Urinary excretion of urodilatin is increased during pressure natriuresis in the isolated perfused rat kidney

Background

Treatment with urodilatin (URO; ANP-95-126), a kidney derived natriuretic peptide, may be beneficial in patients with incipient acute renal failure after cardiac surgery [1]. The findings about mechanisms regulating endogenous production and renal excretion of URO are controversial. Recent evidence suggests that urinary excretion of urodilatin (V_UROU) is increased in patients after uncomplicated cardiac surgery and positively correlated with blood pressure [2].

Objective

To determine the effects of different perfusion pressures on urine flow (VU), urinary excretion of sodium (V_NaU), potassium (V_kU) and urodilatin (V_UROU) and the concentration of urodilatin in the perfusate (P_URO) in isolated perfused rat kidneys.

Materials and methods

Kidneys from Sprague-Dawley rats were perfused for 180 min with constant perfusion pressures (80 mmHg (n = 4); 120 mmHg (n = 4)) in a closed circuit system. Samples were taken every 30 min.

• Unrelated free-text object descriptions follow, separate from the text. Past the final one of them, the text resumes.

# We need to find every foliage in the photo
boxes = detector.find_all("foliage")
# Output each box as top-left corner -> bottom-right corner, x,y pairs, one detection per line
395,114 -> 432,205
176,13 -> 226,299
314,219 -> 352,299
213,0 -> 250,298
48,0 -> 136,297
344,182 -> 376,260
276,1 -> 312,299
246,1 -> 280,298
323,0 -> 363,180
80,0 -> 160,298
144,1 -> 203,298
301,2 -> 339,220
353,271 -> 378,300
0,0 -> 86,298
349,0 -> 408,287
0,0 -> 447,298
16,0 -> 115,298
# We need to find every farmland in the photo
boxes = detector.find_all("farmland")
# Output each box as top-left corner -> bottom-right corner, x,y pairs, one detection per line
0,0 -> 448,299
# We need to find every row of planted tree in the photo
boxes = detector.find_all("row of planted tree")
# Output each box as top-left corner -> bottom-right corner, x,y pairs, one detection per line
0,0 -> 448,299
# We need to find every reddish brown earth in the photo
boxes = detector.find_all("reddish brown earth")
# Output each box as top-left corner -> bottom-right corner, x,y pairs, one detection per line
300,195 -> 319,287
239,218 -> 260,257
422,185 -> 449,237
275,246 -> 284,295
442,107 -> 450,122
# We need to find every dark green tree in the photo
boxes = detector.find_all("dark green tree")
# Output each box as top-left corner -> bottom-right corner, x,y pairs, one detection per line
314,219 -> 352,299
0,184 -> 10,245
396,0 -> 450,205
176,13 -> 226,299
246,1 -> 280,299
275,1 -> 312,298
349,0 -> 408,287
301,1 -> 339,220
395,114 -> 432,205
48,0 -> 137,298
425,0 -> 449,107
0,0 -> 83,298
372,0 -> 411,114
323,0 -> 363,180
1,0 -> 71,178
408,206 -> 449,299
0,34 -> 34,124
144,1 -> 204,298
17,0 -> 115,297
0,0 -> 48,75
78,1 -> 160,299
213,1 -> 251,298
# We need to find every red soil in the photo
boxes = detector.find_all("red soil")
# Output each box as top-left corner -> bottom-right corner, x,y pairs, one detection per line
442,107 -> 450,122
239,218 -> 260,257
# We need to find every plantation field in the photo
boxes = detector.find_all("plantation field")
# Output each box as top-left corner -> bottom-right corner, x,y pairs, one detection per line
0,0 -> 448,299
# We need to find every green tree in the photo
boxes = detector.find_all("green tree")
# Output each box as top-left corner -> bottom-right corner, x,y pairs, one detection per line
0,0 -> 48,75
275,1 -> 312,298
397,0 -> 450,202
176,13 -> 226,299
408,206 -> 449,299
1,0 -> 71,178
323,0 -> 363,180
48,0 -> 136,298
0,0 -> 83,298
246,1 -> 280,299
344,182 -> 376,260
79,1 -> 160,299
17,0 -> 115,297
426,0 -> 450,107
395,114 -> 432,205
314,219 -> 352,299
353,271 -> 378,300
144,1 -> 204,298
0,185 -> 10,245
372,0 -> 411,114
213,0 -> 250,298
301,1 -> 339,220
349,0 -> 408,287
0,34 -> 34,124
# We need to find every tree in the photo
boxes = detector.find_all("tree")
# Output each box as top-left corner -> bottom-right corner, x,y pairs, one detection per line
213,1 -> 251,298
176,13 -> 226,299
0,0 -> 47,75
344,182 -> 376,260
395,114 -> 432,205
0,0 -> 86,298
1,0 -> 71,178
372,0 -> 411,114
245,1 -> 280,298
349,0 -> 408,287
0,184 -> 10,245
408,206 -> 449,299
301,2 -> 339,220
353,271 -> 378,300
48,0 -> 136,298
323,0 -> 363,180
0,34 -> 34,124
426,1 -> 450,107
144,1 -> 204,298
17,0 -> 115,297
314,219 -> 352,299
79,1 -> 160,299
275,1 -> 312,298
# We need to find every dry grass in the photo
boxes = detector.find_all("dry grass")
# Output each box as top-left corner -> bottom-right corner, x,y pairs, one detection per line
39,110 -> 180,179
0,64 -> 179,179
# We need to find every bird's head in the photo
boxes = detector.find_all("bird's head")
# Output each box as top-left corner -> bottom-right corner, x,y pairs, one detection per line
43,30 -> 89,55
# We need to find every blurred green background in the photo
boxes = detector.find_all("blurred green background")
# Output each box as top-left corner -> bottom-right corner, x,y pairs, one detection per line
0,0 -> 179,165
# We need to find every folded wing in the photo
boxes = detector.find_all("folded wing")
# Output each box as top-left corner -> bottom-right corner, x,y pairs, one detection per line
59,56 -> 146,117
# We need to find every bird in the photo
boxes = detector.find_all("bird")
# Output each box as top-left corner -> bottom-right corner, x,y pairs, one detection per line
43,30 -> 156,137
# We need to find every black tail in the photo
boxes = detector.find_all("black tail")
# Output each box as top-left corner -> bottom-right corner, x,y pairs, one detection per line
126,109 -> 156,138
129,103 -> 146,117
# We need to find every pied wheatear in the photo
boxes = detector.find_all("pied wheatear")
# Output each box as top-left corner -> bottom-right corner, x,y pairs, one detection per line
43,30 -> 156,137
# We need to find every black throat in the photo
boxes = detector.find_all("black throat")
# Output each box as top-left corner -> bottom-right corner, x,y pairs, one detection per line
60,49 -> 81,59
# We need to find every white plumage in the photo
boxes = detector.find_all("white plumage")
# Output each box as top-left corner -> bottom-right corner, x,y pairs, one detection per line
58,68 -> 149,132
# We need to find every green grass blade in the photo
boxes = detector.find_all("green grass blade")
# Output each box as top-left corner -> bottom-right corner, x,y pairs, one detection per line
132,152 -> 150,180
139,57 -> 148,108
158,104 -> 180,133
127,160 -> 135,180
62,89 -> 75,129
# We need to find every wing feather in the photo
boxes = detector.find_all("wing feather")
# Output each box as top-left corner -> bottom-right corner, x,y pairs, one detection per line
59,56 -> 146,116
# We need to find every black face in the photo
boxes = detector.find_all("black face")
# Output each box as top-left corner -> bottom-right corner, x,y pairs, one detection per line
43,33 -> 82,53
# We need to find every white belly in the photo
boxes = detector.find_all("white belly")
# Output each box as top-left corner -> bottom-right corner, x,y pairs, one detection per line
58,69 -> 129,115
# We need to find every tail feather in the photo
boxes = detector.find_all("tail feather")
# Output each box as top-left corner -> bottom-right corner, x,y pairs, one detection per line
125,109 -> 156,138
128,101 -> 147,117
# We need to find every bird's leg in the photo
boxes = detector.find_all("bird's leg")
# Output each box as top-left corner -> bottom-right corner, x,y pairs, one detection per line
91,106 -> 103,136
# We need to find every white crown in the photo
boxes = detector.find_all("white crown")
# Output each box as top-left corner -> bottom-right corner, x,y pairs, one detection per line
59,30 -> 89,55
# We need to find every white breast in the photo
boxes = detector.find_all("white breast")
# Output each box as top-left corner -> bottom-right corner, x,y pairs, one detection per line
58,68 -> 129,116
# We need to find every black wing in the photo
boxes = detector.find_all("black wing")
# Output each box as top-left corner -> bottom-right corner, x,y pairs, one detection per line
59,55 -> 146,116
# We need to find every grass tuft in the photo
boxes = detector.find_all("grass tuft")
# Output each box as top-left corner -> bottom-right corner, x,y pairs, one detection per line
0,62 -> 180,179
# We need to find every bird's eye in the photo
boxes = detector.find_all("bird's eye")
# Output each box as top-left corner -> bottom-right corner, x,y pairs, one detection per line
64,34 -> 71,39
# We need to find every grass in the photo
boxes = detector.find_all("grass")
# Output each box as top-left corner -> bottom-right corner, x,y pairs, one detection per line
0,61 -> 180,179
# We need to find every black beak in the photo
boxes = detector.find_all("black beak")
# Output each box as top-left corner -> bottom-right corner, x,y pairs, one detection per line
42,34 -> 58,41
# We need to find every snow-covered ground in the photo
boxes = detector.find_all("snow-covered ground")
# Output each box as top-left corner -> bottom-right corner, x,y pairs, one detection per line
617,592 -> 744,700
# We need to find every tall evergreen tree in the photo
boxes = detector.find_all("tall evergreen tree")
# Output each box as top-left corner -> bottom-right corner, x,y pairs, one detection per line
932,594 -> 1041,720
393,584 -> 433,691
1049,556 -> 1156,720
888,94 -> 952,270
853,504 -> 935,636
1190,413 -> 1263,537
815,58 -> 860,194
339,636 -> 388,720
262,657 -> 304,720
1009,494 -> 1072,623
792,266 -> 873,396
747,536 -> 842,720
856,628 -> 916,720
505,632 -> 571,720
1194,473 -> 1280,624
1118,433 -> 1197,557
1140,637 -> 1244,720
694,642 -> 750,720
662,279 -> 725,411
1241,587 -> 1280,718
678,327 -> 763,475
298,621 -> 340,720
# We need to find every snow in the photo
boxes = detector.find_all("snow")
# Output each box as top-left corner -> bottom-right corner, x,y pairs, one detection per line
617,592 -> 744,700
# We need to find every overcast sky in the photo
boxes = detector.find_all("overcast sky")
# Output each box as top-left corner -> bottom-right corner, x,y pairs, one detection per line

The concentration of urodilatin in urine and perfusate were determined by a radioimmuno-assay for raturodilatin (rURO: Immundiagnostik, Bensheim, Germany) not cross-reacting with rBNP, rCNP, rCDD/ANP-99-126 or hURO.

Results

Mean VU, V_NaU, V_kU and V_UROU were significantly higher with a perfusion pressure of 120 mmHg than with 80 mmHg (all: P < 0.05); P _URO did not change significantly.

Conclusion

Our data suggest that renal perfusion pressure and consequently mean arterial blood pressure are determinants of V_UROU. Additionally, our data underline the importance of perfusion pressure for adequate renal function; this may be especially relevant for patients at risk to develop acute renal failure after cardiac surgery.